A single cell tower outage affects 2,000-10,000 subscribers and costs $50K-$200K in service credits and churn. Carriers spend $8B annually on network upgrades, but 30% of CapEx goes to towers that did not actually need it while capacity-strained towers go unaddressed. Traffic patterns shift with events, construction, and subscriber mobility in ways that static coverage models cannot predict.
Quick answer
Accurate cell tower capacity prediction requires connecting tower topology, traffic records, subscriber density, and local event data in a spatial-temporal graph model. The key signals that isolated time-series models miss are cascading congestion (when one tower overflows, neighbors absorb traffic and risk overflow themselves) and event-driven spikes from concerts, sports, and construction. Graph ML predicts capacity overflows 24 hours in advance.
Approaches compared
4 ways to solve this problem
1. Threshold-based monitoring
Set load thresholds per tower and alert when utilization exceeds 80-90%. React by redistributing traffic or activating backup capacity.
Best for
Simple and reliable for detecting current overload conditions. Zero false-negative risk for the specific metric being monitored.
Watch out for
Purely reactive. By the time the threshold triggers, congestion is already affecting subscribers. Cannot anticipate spikes from events, maintenance, or weather.
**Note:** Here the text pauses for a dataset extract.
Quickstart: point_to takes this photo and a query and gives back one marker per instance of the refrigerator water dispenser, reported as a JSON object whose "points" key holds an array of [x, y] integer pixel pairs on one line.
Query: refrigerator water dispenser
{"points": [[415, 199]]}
2. Per-tower time-series forecasting (ARIMA/Prophet)
Train a time-series model on each tower's historical traffic patterns to forecast load 24-48 hours ahead.
Best for
Captures daily and weekly seasonality patterns. Good for stable traffic environments with predictable demand curves.
Watch out for
Each tower is modeled independently. When a nearby tower goes into maintenance and traffic redistributes, the model for the receiving tower has no way to know. Event-driven spikes are invisible.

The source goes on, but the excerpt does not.